A little reminder: before coming to power in 2009, the GERB had much grander European ambitions. To get Bulgaria into the Schengen area, and to save the country from the humiliating "mechanism for cooperation and verification" (MCV) that the country has been subject tosince its accession. In short, to make the Bulgaria a full member of the European family. But the opposite happened: Sofia has lost all hopes (and interest) in adopting the euro and joining the Schengen zone, at the cost of keeping in place indefinitely the MCV that reminds us that our country does not deserve to sit at the European table.

Any one-upmanship or jostling between the parties on the subject of Europe has also likewise vanished: no one party expects it can win the election by being "more European" than the others.

The proof is furnished by the main opposition party, the Bulgarian Socialist Party (BSP). The most amazing thing is that in his new job as president of the Socialist Europeans (PSE), the leader of the BSP, Serguei Stanichev, speaks a lot less about Europe before his Bulgarian voters than he used to. In his party’s programme for the May 12 elections there is only one tiny paragraph devoted to "Bulgaria in the EU and NATO": and that declares only the refusal to accept the idea of a "two-speed" Europe. For this, the programme continues, the economic gaps between the rich and poor regions of the union must be reduced.

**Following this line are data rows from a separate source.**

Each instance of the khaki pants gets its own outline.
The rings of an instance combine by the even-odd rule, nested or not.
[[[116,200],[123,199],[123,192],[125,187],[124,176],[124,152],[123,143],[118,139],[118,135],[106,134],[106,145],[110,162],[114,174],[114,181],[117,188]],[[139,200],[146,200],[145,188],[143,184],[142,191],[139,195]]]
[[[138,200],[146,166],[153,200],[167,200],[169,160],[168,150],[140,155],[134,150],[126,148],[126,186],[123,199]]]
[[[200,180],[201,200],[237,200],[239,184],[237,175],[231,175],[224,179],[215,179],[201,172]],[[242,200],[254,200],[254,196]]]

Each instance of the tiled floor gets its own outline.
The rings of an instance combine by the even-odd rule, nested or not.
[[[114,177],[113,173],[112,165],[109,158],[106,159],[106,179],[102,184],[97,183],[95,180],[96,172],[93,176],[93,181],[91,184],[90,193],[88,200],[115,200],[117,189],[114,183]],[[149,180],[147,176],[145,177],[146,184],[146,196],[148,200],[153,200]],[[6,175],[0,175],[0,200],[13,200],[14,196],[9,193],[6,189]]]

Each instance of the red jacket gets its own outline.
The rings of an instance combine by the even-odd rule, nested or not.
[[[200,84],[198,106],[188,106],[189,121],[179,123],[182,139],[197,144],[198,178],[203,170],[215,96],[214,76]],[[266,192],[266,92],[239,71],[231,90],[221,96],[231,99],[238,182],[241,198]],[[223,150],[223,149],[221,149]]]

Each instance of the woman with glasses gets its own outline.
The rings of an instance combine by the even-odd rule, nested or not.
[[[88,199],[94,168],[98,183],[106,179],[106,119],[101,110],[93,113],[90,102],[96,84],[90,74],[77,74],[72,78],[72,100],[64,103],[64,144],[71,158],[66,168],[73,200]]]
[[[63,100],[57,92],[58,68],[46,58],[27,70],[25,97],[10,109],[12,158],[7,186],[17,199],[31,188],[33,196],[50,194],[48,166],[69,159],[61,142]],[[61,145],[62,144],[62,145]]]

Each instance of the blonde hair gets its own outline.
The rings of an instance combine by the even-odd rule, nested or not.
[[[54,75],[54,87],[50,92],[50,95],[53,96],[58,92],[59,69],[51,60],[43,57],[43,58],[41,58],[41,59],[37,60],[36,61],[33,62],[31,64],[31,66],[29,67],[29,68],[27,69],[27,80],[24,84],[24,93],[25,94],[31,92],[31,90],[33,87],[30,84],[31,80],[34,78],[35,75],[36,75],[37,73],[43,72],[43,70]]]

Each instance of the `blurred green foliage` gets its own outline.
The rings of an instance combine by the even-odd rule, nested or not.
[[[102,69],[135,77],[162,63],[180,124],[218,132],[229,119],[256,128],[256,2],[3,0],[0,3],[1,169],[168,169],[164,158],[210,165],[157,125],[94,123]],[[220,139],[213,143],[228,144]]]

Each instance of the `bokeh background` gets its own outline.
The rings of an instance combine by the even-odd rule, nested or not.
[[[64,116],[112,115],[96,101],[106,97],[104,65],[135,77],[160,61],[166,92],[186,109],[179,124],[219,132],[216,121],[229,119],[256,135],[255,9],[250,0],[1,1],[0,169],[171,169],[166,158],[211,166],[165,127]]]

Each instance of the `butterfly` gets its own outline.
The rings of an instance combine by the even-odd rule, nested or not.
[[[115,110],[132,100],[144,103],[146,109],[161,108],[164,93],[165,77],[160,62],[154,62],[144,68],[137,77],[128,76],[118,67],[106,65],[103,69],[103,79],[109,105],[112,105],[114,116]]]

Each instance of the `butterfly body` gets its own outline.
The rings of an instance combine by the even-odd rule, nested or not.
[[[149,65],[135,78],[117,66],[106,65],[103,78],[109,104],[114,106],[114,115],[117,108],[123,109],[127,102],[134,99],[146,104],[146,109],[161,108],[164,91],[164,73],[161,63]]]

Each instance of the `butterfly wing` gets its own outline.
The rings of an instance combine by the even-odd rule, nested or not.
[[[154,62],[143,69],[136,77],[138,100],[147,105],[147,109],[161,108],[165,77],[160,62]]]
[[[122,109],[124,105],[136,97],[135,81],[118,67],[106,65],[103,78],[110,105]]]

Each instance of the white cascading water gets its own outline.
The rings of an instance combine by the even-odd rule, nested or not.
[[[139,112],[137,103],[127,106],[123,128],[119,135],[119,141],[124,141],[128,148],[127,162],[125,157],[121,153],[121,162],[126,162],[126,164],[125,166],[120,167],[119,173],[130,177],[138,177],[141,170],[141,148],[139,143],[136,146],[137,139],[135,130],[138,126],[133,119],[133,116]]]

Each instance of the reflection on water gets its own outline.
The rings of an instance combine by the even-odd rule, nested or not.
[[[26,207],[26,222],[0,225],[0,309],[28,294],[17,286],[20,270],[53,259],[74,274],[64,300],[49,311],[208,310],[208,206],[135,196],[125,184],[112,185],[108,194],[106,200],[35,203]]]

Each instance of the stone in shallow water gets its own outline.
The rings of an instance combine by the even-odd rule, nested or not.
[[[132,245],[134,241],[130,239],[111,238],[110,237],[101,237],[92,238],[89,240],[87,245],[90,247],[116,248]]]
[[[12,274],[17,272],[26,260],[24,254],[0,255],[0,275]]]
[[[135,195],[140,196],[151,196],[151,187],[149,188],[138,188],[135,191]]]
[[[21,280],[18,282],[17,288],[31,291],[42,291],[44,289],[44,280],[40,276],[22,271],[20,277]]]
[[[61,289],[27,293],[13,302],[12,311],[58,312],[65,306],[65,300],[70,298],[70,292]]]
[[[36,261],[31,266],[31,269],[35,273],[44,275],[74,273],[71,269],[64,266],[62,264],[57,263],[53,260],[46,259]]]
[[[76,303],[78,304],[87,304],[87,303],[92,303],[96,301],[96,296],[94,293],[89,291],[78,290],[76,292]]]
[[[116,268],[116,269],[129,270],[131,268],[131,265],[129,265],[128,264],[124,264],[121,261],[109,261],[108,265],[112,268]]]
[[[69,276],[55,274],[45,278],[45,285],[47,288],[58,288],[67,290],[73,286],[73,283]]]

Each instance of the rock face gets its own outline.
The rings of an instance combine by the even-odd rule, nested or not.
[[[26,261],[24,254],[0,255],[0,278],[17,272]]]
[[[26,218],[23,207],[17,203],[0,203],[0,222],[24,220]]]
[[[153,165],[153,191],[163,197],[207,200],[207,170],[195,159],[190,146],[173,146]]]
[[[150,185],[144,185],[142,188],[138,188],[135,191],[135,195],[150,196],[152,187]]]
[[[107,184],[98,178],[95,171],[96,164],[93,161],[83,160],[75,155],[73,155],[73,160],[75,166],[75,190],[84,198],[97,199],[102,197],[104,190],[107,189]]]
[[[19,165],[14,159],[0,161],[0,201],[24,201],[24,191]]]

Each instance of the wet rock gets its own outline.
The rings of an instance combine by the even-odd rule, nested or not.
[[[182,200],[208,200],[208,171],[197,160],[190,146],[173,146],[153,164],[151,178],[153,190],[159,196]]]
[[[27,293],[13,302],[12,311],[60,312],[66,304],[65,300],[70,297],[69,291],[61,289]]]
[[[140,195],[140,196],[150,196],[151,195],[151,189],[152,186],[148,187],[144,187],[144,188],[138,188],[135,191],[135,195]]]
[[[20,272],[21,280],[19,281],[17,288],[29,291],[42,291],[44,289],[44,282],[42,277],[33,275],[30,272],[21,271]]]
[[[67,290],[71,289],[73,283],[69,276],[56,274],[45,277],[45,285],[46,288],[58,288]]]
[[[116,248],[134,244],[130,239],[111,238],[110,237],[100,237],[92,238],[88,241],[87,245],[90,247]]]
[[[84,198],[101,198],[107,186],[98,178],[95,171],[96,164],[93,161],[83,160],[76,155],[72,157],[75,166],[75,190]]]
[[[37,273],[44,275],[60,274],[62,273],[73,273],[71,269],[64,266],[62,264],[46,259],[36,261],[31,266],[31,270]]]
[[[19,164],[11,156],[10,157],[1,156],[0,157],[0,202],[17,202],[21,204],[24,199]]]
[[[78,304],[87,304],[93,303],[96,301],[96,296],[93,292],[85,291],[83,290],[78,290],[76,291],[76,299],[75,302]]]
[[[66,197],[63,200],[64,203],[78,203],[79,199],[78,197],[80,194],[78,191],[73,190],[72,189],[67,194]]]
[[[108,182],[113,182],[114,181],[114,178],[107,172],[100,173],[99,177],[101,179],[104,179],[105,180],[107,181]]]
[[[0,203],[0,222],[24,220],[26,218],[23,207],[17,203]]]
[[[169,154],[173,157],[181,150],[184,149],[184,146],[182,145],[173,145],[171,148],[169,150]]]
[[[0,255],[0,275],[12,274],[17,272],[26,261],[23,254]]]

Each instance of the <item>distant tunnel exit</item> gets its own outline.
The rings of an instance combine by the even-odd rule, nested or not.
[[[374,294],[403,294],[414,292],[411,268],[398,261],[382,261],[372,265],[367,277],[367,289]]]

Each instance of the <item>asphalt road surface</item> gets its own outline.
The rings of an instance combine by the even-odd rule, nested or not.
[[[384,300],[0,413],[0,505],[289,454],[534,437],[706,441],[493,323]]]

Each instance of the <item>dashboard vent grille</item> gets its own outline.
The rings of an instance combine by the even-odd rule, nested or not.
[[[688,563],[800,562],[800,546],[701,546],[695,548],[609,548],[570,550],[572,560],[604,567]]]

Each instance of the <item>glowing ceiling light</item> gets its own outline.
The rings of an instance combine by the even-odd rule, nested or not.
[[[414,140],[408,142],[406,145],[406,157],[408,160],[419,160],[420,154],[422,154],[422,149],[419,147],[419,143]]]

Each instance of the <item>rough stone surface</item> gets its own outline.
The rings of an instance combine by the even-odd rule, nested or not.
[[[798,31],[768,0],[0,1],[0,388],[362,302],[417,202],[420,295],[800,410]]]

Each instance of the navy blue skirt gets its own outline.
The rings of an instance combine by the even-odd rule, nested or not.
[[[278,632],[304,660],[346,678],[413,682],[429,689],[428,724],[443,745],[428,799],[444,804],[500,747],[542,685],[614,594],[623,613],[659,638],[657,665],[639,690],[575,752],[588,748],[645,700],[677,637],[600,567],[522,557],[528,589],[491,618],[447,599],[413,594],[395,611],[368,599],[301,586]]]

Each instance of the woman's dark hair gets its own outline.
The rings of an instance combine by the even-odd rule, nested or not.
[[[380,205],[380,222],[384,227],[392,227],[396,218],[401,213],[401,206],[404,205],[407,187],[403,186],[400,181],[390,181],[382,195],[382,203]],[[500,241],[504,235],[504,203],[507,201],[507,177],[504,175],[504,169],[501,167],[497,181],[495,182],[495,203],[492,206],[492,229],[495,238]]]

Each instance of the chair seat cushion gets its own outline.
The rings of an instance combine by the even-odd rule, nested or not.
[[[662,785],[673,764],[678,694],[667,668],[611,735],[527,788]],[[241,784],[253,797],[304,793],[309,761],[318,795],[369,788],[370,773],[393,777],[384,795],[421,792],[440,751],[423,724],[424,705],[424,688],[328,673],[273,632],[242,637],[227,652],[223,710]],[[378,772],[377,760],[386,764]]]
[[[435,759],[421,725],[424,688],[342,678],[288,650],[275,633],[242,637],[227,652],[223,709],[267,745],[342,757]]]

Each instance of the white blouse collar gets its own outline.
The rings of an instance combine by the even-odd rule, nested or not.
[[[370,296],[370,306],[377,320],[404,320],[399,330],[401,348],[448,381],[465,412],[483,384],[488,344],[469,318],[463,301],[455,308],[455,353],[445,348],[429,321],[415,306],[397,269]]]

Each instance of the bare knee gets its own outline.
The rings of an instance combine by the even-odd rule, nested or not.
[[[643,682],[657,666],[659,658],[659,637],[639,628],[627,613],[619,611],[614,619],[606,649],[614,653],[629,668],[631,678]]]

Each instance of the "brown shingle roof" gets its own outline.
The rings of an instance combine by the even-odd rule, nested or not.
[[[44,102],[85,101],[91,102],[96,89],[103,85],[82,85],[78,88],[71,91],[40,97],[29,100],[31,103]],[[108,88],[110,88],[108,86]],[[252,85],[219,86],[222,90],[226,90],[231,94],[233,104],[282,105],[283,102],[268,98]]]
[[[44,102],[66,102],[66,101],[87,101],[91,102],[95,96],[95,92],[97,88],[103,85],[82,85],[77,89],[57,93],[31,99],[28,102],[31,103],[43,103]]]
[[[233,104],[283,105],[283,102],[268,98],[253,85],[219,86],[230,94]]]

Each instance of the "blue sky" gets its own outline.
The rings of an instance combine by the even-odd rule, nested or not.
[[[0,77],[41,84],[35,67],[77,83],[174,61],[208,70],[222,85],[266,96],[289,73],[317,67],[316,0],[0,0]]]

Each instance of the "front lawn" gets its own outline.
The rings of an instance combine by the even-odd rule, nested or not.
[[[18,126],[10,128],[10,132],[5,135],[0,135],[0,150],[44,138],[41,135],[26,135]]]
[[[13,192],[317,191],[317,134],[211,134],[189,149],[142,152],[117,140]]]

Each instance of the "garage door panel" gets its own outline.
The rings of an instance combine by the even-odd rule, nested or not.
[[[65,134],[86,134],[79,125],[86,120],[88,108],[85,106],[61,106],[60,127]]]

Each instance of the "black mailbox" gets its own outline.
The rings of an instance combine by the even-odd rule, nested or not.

If the European idea has shrunk to this in the programme of the major parties, what about the small parties? For them, Europe has become microscopic, if not non-existent. The political party of former European Commissioner Meglena Kouneva, "Bulgaria for Citizens", promises us "31 things that will change our lives". The term "European" does not show up until item no. 28: to promote a programme to rehabilitate the old subsidised housing in the country, by the grace of – the reader willl understand this – European funds.

Threat to democracy

To be fair, it must be admitted that the subject of Europe appears clearly in the forefront of the proposals of the leader of the nationalist and xenophobic party Ataka, Volen Siderov. That party is approaching the May 12 election with a plan called “A New Path for Bulgaria,” which is far from being new but has only made it onto the party’s election platform now.

A whole chapter is devoted to the question of keeping Bulgaria in the EU. The answer is there in the first sentence: “The bloc in its present form is a threat to democracy and the national sovereignty of member states.” After listing all the vices of the EU, Volen Siderov proposes a "general reorientation of the Bulgarian economy towards China, India, Brazil, Japan and Russia.”

And so, in the absence of anything else, the parties are offering us a virtual ramble across the world map, while expecting that the voters will hand them a ticket to get into Parliament – which remains the main tourist agency for Bulgarian politicians.